This week, Dr. Travis prompted us to blog about a digital project, assignment, challenge, or success in your classroom (as a teacher or student).
At first I was inclined to past about a recent CFB I responded to, but that felt like a cheap cop-out, especially since I posted a little project blurb about it last week. Then, I thought about a website I made for the English club at my school as a final project in a web design class, which I nearly failed because I suck at coding, but somehow the teacher either took pity or the website some how met the criterion for mastery, because much to my surprise I did not fail the course.

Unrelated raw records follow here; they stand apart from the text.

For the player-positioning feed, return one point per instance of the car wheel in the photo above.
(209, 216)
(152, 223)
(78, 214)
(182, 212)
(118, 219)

This fond recollection made me recall that we created an e-zine, or digital version, to accompany the print publication of our club’s campus literary magazine, Unchained Muse.
It’s implementation began digitally (with the collection of student submissions of poetry, short story, and art via email), therefore, at the suggestion of our moderator, my executives and I decided this digitized method of curating submissions easily accommodated a digital format. The e-magazine, from it’s inception, was imagined a collaborative project, and it’s manifestation involved negotiating with student-writers, artists, photographers, moderators, administrators, and fellow club executives, including a collaboration with our campus’ Sigma Tau Delta chapter.
Already in it’s second volume (published once a semester), the magazine is hosted live on school’s student portal and a link is sent out in the weekly agenda mass-email sent to students and faculty. It is published from Word as a .PDF file. The aim is that each executive board bring their own style to the their publication, but keep a basic aim for highlighting campus voices at it’s heart.
The suggestion to create a digital version to accompany the print version was ingenious because in this format the content can reach so many more people because of the culture of digital humanities we inhabit.
In addition, I was pleased to see that Michael’s insight about the open-access resource OpenDOAR hosting DSpace at SUNY included campus-based publications I was familiar with from other SUNY schools I have attended, such as the feminist literary magazine Lilith from SUNY Suffolk.